Mango Protocol
- Industry: Adventure games
- Founded: Spain 2013
- Headquarters: Barcelona, Spain
- Website: www.mangoprotocol.com

= Mango Protocol =

Spanish video game company

Mango Protocol is an independent developer and publisher of games from Barcelona, Spain. They are well known for their so-called "Psychotic Adventures" with the games MechaNika and Agatha Knife, amongst others.

==History==
Mango Protocol was founded by Mariona Valls Porta and Javier Gálvez Guerrero in 2013. Valls graduated at the University of Barcelona with a degree in fine arts and Gálvez graduated in telecom engineering and video game development. In the end of 2013, they joined forces to create their own stories through video games. Valls takes care of all the visual aspects of game creation, while Gálvez is in charge of the design and programming tasks.

Together with Jordi Garcia Cuesta, they created two prototype games for the Global Game Jam. In 2014, they created Causeffect and in 2015 Magnet Arena. For their first commercial game, MechaNika, Guillem Vilamala Serrano contributed music to the game, while Adam Giles Levy translated it from Spanish into English. The game was released on July 16, 2015 and was later translated into French, German and Russian.

In October 2015, Jordi Garcia Cuesta officially joined the team to help with game design. One year later, in October 2016, the team expanded to include Èric Verdalet Arnó as a programmer and Carmen Vidal González as an animator.
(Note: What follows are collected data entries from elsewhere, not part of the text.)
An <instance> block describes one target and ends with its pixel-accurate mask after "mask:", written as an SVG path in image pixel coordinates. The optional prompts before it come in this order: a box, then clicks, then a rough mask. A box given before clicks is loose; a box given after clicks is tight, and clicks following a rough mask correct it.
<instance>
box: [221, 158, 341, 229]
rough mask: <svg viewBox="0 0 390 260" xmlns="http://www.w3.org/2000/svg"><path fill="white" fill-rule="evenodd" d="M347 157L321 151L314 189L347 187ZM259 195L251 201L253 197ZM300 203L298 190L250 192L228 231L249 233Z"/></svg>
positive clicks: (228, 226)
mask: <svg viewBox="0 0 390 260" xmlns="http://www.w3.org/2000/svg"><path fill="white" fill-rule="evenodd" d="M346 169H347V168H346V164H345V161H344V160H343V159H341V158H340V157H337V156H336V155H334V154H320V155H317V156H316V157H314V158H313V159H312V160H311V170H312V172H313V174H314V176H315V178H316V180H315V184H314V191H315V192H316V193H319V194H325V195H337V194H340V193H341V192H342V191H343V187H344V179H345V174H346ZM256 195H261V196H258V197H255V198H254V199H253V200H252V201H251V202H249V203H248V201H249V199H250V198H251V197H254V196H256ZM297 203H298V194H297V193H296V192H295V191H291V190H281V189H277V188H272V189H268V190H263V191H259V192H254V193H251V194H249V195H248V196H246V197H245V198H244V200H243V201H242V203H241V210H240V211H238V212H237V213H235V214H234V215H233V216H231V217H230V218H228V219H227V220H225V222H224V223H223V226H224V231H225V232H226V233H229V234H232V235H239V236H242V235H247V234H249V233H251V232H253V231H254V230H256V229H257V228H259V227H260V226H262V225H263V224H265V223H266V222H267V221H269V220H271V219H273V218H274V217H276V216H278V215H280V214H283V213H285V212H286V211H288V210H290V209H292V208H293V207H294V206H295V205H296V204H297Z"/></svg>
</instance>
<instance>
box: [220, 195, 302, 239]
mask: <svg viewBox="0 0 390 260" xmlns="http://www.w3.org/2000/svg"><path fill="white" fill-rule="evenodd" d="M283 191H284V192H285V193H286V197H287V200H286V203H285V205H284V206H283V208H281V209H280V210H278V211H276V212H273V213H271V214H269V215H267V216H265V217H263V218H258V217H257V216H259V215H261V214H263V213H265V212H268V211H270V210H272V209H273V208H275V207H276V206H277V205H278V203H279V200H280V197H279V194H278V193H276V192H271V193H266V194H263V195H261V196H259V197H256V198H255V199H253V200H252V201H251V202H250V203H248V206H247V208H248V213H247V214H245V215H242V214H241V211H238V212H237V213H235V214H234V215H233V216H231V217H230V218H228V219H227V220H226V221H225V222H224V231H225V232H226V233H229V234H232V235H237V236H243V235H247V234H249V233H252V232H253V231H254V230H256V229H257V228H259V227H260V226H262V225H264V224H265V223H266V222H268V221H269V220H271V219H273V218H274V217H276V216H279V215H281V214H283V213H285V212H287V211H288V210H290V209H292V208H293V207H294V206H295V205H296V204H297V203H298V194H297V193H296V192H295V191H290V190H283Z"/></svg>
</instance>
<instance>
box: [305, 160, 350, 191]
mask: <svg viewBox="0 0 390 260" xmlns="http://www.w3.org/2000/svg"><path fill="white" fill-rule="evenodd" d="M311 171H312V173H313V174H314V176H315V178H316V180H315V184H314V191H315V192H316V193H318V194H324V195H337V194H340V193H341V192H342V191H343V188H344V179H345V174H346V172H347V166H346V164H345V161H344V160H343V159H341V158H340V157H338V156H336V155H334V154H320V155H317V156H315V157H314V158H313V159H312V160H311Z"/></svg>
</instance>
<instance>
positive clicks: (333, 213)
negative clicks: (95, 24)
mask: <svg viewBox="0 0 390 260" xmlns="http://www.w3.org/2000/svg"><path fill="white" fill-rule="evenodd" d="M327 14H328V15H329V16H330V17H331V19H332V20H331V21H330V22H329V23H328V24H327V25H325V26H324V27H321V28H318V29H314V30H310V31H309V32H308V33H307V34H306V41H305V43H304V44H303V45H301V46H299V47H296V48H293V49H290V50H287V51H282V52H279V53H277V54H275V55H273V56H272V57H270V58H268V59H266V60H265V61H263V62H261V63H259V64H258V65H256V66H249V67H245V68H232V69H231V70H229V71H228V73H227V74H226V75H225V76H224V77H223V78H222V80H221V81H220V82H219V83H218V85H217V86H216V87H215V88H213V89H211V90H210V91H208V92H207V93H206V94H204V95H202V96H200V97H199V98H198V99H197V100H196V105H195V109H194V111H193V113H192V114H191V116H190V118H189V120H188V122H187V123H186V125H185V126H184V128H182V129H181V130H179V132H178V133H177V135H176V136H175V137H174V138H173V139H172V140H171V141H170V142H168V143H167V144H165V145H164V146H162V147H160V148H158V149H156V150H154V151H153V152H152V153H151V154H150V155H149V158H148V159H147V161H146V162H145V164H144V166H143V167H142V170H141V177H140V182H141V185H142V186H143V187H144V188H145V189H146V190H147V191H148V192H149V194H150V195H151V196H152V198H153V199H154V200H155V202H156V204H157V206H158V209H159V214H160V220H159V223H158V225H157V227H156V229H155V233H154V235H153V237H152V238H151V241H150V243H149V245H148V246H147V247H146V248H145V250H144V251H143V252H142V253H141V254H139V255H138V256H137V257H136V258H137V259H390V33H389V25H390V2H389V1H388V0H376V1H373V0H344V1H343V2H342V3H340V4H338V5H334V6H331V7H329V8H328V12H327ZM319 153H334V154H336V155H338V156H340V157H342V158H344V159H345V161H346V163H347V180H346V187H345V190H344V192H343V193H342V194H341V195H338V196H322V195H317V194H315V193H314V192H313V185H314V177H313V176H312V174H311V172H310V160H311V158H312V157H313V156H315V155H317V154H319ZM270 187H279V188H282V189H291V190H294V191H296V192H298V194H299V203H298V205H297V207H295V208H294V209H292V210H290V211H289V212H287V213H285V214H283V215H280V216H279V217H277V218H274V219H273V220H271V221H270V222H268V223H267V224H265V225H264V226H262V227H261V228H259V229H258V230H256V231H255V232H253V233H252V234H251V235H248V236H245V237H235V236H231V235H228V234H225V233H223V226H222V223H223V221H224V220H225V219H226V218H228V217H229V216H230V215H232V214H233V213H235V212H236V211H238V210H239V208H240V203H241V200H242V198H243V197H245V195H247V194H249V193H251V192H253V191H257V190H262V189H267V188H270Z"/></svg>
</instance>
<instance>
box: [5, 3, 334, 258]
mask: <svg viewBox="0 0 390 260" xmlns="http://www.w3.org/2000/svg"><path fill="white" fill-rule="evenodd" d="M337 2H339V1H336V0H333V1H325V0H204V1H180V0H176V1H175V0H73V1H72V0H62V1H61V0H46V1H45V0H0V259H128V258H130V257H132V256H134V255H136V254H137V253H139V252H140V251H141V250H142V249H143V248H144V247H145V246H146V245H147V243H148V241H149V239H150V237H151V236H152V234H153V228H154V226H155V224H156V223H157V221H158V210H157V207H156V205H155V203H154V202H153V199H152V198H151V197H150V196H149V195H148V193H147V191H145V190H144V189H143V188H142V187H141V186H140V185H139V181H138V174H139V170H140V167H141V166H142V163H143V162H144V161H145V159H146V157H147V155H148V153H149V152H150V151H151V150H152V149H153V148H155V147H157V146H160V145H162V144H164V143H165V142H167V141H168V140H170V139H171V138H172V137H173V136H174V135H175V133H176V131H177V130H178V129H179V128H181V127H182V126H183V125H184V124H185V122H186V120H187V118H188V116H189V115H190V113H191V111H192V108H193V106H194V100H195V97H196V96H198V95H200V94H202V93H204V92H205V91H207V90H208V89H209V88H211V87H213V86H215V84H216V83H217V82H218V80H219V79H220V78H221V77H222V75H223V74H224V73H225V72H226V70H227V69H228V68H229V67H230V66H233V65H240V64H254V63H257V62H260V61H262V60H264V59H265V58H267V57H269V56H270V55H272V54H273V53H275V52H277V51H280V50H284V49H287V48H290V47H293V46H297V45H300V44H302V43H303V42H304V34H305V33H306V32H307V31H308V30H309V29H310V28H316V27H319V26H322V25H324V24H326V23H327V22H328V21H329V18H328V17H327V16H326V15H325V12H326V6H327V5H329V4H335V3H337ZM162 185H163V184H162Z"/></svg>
Their second game Agatha Knife is a prequel of their first game and was released on 27 April 2017.

==Games==
- 2015: MechaNika
- 2017: Agatha Knife
- 2020: Colossus Down
- 2024: CLeM

==Awards==
In 2015, MechaNika won the Best Mobile Game prize in the Three Headed Monkey Awards, a video game contest aimed to give visibility to student projects and new independent studios. It was also nominated for Indie Burger Developer Award 2016 in the category "We want a sequel" as well for the 8th Spanish Video Games Industry Awards.